Sponsored By: Kehama

Time Weaponized: 58 minutes

SMG Review

Hell is full of clowns. It’s your job to change that.

I’m not sure if that means Hell will be more or less hellish after you finish with it.

Rocket Launcher Review

Hell is a good setting for video games. It allows developers to be edgy and dark without trying too hard, and it allows the player to skirt around issues like “Why is it okay that I’m killing millions of weaker beings with overpowered weapons?”

The answer is, of course, that it’s not okay. That’s why you’re in Hell. But since you’re already down here, you might as well enjoy yourself. After all, what are they going to do to you? Kill you and condemn your soul to Hell? Pfft. Been there, done that. Being there, doing that, in fact.

I Am Weapon is a dual-stick shooter where you play a man who is trapped someplace that is never actually called Hell, but you can make the logical leap. It’s full of clowns, for one thing. Clowns with knives instead of hands, which somehow makes them funnier and less creepy. That’s irony for ya.

You start with some backstory: Your character is Michael Keaton’s Batman. Years ago an evil clown murdered his parents and so he devoted his life to finding all of the evil clowns and incarcerating them.
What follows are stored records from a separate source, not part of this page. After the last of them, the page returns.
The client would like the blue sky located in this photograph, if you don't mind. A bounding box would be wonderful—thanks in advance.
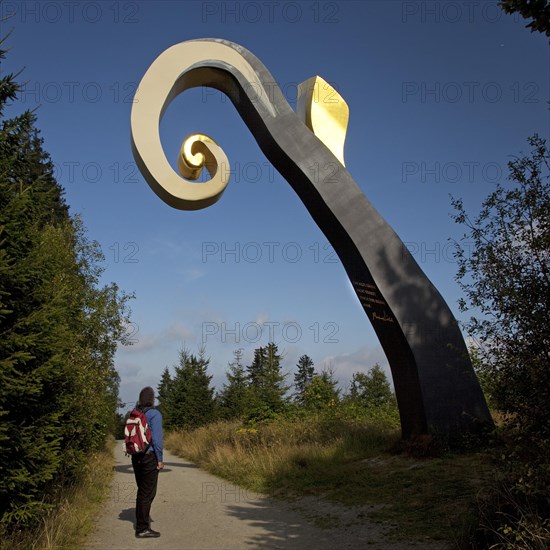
[0,0,549,410]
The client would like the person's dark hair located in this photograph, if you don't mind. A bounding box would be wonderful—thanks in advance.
[138,386,155,407]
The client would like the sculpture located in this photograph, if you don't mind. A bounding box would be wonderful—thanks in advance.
[131,39,492,439]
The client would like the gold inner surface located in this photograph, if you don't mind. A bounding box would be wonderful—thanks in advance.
[296,76,349,166]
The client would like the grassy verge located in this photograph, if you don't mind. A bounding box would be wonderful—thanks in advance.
[167,415,498,541]
[0,439,114,550]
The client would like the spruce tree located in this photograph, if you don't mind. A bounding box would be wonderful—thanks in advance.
[0,36,129,538]
[218,349,252,419]
[294,355,315,404]
[170,349,214,428]
[247,342,289,412]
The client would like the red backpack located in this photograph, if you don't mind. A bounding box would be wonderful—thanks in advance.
[124,409,151,455]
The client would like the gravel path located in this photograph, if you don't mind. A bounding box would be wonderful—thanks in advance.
[85,442,445,550]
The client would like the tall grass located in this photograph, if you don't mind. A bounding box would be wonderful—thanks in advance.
[166,406,399,494]
[166,409,498,541]
[0,438,114,550]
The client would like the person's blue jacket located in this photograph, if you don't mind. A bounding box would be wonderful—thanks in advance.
[145,409,164,462]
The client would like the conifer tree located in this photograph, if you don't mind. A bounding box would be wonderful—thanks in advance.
[350,363,394,407]
[169,349,214,428]
[247,342,289,412]
[0,36,129,538]
[218,349,252,419]
[294,355,315,404]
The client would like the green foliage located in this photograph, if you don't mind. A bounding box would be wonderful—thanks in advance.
[302,370,340,410]
[499,0,550,36]
[246,342,289,412]
[294,355,315,404]
[217,349,253,420]
[158,349,214,429]
[0,40,129,530]
[350,364,394,407]
[453,134,550,548]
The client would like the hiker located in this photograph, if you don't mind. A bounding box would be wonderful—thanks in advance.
[132,386,164,538]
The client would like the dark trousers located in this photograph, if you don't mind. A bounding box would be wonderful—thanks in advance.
[132,453,159,531]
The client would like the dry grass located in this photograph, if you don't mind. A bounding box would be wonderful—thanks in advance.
[0,438,114,550]
[166,416,492,541]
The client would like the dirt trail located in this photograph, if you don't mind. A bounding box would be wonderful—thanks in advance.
[85,442,445,550]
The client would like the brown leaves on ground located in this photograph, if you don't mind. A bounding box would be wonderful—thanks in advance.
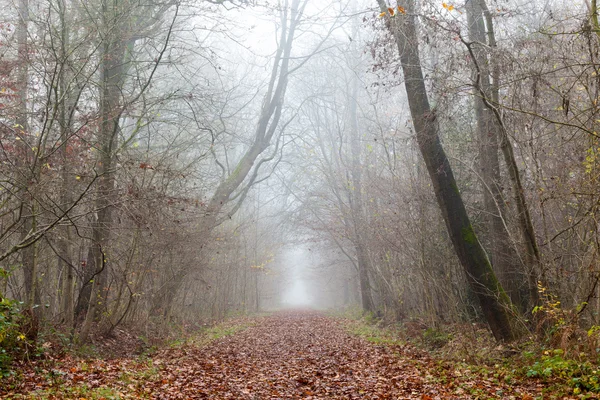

I have chosen to assume he’s a police officer, but they never say. It’s possible he just incarcerates them in a box in the crawlspace under his house. That might explain why he appears to be in Hell, but at this point we’re getting into philosophy and theology and I know better than to tread on ice that cracks like that.

Again, it’s never explicitly said that your character is in Hell. He just stumbles over his own corpse with no memory of how he got to a place where the trees have eyeballs and give you side-quests to kill lumberjacks with squeaky noses.

So I’m assuming we’re not in Arlen, Texas. Austin, maybe.

Regardless, the landscape is a floating island full of art assets that appear to have been rejected by Painkiller for being too hellish. Everything is twisted and grotesque to the point where you wonder why they made the main character look like Serious Sam’s older brother, Resolute Richard (Determined Dick, to his friends). Don’t get me wrong, I love a buff, wise-cracking action hero as much as the next fan of 1980’s cinema, but there’s a tonal dissonance here that has me scratching my head. Is the game trying to be dark? If so, it’s too funny. Is it trying to be funny? If so, it’s too dark. Is the game trying to be darkly funny? If so, then it’s failing.

But maybe I’m thinking too hard about it. Dual-stick shooters don’t need plots; they just need lots of enemies and lots of ammunition to use on them. I Am Weapon seems to have that pretty much sewn up, though the magazine size of the primary weapon tends to slow the gameplay down more than I’d like. Limited ammo and dual-stick shooters go together like peanut butter and shoelaces, but I Am Weapon went that route. Fortunately, there’s an upgrade path, as well as a weapons vendor that looks suspiciously like the Father-Mother from Zeno Clash (now that’s what I call a Deep Cut!), so maybe I’ll be able to unlock a minigun later and forgo this whole reloading thing. While I’m wishing, I’d also like an upgrade that makes the flamethrower be more effective than an aggressive wet willy.

On the whole, though, the weapons are powerful enough. The controls are responsive enough, and the gameplay is fun enough. Everything about the game is kind of that: enough. It doesn’t particularly excel at anything, but it’s reasonably competent at everything. I give it two thumbs sideways, perhaps wiggling them a bit.

Will I Reload myself and continue?

I don’t honestly know. It’s not grabbing my attention right now, but I can see that it might if I were in another mood. Maybe I’ll wait until I’m more in the mood to kill a bunch of murderous clowns.

You’d think that would be more often, but no. I get my fill of that in about an hour, then I’m good for a while.

Is it the Dark Souls of anything?

I Am Weapon isn’t a hard game. Maybe that’s why it’s not holding my interest. The weapons aren’t actually powerful enough to keep the enemies at bay, but it doesn’t matter, because the enemies aren’t powerful enough to cause you any real damage. You could stand in one place and spam the melee attack button and be mostly fine, in fact.

Call it six souls out of sixty six, just to get one more cheap Hell reference in there.


Twin stick shooter stealing Father-Mother from Zeno Clash for a character? Sheeeeeeeit, sounds like a game made for me ... if only people seem to all say it's incredibly mediocre. Oh well!

Using 'weapon' as an adjective to describe yourself is inadvisable in the UK.